Due to loss of the major water source for the 600 acre Wapanocca Lake, fisheries has declined from historical levels, but the lake is still a major attraction for waterfowl to this area.
The primary management focus on the refuge is to manage Wapanocca Lake, associated bottomland hardwood, and cleared agricultural lands to provide needed food and habitat for wintering migratory waterfowl and indigenous biological communities. Where possible reforestation of agricultural fields has taken place to reduce forest fragmentation to lessen predation on forest dwelling neotropical birds.
Water levels in impoundments are manipulated seasonally to benefit water birds, shorebirds, and waterfowl.
A total of 200 wood duck nesting boxes are maintained yearly to increase production.
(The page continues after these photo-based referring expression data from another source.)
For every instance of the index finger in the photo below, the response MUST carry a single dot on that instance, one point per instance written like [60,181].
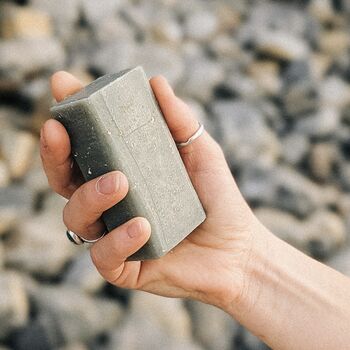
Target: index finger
[55,146]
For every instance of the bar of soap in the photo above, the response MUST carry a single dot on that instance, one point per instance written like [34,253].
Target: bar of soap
[115,124]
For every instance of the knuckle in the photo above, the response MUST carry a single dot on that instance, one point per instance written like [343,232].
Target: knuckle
[95,257]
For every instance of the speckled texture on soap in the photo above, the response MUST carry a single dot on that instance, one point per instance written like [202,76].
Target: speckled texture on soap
[115,124]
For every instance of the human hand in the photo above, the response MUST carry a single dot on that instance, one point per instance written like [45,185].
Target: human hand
[208,265]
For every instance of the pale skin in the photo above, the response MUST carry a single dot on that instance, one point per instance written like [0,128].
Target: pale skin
[231,261]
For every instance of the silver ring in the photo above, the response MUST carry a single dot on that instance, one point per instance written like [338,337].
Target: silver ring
[195,136]
[76,239]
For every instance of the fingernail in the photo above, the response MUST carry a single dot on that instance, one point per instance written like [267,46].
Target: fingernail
[108,184]
[133,229]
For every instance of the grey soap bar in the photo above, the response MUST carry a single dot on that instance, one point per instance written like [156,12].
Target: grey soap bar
[115,124]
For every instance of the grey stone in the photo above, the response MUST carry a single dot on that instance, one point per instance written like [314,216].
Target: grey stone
[142,147]
[154,322]
[40,245]
[14,306]
[295,146]
[201,25]
[39,54]
[335,92]
[200,79]
[240,122]
[340,261]
[18,150]
[283,187]
[324,122]
[16,201]
[212,327]
[65,14]
[323,159]
[326,233]
[77,316]
[282,46]
[83,274]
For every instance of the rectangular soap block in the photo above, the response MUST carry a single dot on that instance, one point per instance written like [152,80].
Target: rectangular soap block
[115,124]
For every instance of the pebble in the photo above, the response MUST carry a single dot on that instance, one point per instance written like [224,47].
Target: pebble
[334,42]
[212,327]
[77,316]
[323,159]
[169,327]
[18,149]
[239,122]
[295,146]
[14,305]
[24,22]
[266,74]
[82,274]
[34,247]
[326,233]
[282,46]
[201,25]
[200,79]
[40,54]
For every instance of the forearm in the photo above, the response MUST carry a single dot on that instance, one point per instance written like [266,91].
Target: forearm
[290,300]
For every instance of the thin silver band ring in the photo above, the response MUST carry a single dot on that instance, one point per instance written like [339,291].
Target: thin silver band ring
[76,239]
[195,136]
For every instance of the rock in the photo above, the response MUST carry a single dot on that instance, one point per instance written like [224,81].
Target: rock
[169,327]
[300,92]
[4,174]
[24,22]
[326,233]
[95,14]
[323,158]
[168,30]
[75,346]
[14,307]
[77,316]
[83,274]
[228,15]
[282,46]
[335,92]
[18,149]
[16,202]
[34,247]
[295,147]
[334,42]
[240,122]
[243,86]
[322,10]
[201,25]
[224,47]
[201,78]
[325,122]
[40,54]
[213,328]
[340,261]
[284,188]
[266,74]
[65,15]
[319,65]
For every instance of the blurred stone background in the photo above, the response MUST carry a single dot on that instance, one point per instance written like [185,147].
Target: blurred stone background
[269,79]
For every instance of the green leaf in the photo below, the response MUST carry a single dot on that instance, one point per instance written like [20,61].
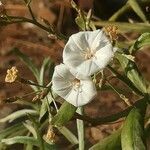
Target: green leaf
[69,135]
[18,114]
[29,126]
[80,128]
[136,7]
[80,22]
[64,114]
[132,72]
[125,27]
[132,131]
[28,62]
[112,142]
[10,130]
[26,140]
[44,67]
[143,40]
[43,109]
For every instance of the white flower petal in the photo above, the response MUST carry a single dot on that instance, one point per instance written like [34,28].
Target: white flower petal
[87,67]
[83,52]
[82,96]
[62,84]
[104,56]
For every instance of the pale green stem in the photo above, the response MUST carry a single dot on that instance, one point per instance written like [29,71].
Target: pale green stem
[80,127]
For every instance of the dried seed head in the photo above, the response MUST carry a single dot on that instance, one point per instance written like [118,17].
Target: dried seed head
[11,75]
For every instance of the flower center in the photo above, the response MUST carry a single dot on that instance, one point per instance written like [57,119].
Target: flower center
[76,83]
[88,54]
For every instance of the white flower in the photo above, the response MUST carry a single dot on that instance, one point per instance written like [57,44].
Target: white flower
[88,52]
[78,92]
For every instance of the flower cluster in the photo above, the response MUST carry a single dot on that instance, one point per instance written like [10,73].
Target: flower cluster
[84,54]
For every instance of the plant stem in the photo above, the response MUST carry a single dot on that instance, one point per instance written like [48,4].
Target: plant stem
[125,80]
[110,118]
[80,127]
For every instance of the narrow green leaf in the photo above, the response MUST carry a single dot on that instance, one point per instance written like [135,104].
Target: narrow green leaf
[80,128]
[132,131]
[10,130]
[80,22]
[26,140]
[136,7]
[64,114]
[132,72]
[143,40]
[43,109]
[28,62]
[124,26]
[18,114]
[29,147]
[44,67]
[112,142]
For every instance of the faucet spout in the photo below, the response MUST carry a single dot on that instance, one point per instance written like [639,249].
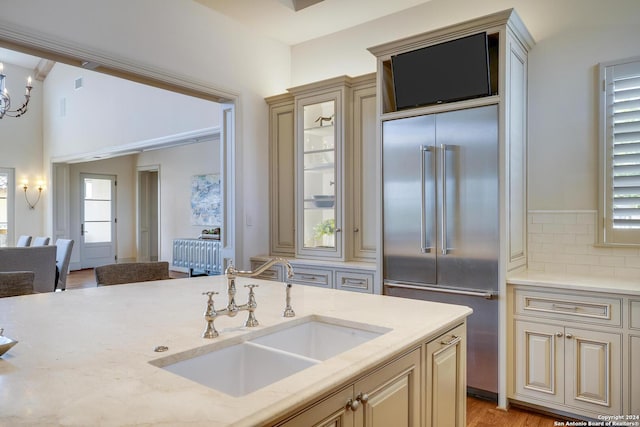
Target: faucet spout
[233,272]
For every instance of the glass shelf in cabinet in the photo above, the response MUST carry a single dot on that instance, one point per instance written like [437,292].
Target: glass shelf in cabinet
[318,167]
[320,130]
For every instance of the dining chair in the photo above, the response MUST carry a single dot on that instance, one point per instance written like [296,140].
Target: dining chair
[63,255]
[23,241]
[131,272]
[15,283]
[40,241]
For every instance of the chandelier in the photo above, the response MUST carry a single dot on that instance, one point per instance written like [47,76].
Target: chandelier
[5,99]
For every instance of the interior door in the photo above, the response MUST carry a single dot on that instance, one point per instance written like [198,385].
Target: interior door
[98,220]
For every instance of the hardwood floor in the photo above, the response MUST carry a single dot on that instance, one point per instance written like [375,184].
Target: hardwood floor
[480,413]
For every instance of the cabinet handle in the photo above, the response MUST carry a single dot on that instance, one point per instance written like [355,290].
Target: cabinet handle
[353,404]
[454,340]
[565,307]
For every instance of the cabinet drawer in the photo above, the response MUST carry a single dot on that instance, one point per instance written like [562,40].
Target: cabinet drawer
[271,273]
[312,276]
[606,311]
[634,317]
[354,281]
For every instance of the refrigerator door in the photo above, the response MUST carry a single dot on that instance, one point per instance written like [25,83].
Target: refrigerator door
[409,199]
[467,174]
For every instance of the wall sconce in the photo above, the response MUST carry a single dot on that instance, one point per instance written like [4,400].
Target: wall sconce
[25,187]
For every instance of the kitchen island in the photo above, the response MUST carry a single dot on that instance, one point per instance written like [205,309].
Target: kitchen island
[83,356]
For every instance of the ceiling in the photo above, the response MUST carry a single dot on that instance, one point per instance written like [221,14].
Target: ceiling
[19,59]
[289,21]
[278,19]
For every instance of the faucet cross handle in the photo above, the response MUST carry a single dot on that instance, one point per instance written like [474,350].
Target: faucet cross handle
[251,307]
[210,316]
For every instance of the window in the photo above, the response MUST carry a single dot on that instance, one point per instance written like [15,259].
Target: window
[619,209]
[7,192]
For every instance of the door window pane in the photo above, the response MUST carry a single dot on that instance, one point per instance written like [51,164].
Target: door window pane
[95,232]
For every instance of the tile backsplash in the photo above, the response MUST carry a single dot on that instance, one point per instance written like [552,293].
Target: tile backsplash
[565,242]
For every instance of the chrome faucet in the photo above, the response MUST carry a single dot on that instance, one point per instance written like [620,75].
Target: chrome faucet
[232,308]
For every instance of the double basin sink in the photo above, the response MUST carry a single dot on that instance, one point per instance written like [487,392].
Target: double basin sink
[241,368]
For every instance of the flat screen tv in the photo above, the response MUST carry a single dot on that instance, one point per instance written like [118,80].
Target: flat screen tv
[445,72]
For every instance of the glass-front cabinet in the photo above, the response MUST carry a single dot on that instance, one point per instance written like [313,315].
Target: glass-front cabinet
[319,185]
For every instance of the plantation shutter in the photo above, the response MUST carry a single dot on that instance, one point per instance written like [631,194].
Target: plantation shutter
[622,86]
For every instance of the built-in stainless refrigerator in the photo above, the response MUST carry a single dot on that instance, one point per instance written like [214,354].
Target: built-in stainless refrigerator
[440,221]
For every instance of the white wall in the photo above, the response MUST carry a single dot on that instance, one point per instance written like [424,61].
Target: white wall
[109,111]
[572,37]
[189,40]
[177,166]
[21,149]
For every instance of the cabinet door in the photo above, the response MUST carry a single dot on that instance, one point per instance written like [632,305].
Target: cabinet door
[592,368]
[363,174]
[539,360]
[354,281]
[391,395]
[331,412]
[634,375]
[282,178]
[446,380]
[319,175]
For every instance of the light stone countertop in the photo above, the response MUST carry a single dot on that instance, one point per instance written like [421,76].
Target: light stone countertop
[83,355]
[576,282]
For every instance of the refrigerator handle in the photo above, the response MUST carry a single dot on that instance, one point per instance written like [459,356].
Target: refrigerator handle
[425,246]
[443,212]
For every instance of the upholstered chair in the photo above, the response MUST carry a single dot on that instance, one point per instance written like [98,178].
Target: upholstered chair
[15,283]
[40,241]
[63,255]
[131,272]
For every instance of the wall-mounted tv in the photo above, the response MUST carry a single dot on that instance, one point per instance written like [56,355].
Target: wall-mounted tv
[445,72]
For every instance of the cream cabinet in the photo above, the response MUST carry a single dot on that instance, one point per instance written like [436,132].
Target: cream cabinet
[390,396]
[281,175]
[319,173]
[568,351]
[445,366]
[362,172]
[576,367]
[323,170]
[634,356]
[424,387]
[348,276]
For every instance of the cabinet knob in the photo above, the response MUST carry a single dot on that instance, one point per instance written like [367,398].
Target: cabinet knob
[363,397]
[353,404]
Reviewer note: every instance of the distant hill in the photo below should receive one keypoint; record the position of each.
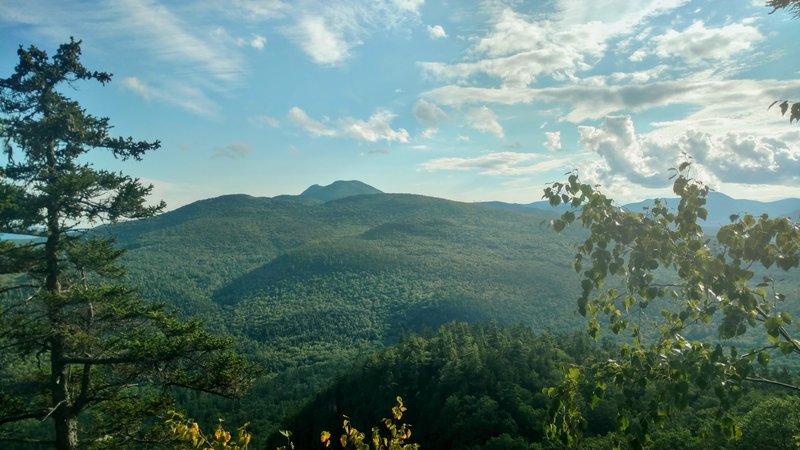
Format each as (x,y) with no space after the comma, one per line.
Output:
(720,207)
(338,190)
(358,270)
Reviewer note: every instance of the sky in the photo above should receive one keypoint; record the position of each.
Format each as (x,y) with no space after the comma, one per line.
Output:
(460,99)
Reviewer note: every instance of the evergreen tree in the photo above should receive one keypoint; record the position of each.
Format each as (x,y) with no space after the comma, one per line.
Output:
(76,342)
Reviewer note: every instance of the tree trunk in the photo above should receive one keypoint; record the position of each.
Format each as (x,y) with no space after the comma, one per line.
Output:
(66,422)
(63,414)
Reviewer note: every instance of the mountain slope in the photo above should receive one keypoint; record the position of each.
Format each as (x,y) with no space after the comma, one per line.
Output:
(338,190)
(288,274)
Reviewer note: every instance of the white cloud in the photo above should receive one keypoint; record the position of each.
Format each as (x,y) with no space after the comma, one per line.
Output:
(553,140)
(232,151)
(136,85)
(258,42)
(411,6)
(265,120)
(697,43)
(484,120)
(183,96)
(716,98)
(323,43)
(520,48)
(191,66)
(299,117)
(729,157)
(616,143)
(428,113)
(436,32)
(429,133)
(329,31)
(254,9)
(496,164)
(377,128)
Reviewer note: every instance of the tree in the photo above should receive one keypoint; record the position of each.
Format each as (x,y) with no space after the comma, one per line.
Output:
(634,262)
(75,341)
(792,5)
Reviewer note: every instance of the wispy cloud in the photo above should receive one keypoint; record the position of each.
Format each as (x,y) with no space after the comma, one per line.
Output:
(497,164)
(265,121)
(553,140)
(428,113)
(328,31)
(484,120)
(698,43)
(232,151)
(183,96)
(184,55)
(376,128)
(518,48)
(299,117)
(732,157)
(436,32)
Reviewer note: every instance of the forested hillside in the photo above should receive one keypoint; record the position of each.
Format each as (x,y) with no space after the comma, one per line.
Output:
(306,287)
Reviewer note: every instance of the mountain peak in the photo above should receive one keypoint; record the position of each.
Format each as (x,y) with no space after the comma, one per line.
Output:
(339,189)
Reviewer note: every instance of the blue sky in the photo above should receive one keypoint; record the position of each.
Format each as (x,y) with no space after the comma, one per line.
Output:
(467,100)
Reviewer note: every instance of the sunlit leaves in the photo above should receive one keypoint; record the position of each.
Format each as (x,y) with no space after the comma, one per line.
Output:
(662,256)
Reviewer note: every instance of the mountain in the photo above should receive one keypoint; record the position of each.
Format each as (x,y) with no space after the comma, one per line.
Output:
(720,207)
(338,190)
(358,270)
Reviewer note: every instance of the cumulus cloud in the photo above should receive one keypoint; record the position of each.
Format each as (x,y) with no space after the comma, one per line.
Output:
(436,32)
(519,48)
(484,120)
(232,151)
(697,43)
(258,42)
(136,85)
(377,128)
(265,121)
(184,96)
(553,140)
(299,117)
(328,31)
(411,6)
(428,113)
(323,43)
(495,164)
(429,133)
(715,97)
(730,157)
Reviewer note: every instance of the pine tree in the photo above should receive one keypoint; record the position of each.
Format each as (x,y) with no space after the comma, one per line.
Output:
(75,340)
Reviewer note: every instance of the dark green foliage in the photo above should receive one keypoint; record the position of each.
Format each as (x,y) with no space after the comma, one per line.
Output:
(660,259)
(79,348)
(466,387)
(793,6)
Wood ducks are banded during summer months to obtain much needed population data for this species.
Wapanocca Lake, former oxbow on the Mississippi River, is shallow and saucer shaped thus must be carefully managed to prevent destruction of surrounding bottomland forest. Formerly fed by Big Creek to the north, the lake is now land locked and dependent upon rainfall. This source is not normally sufficient to raise the water levels and flood surrounding bottomland hardwoods to benefit waterfowl. Alternative water sources are being explored to bring the lake back to its former productive condition for fisheries and waterfowl.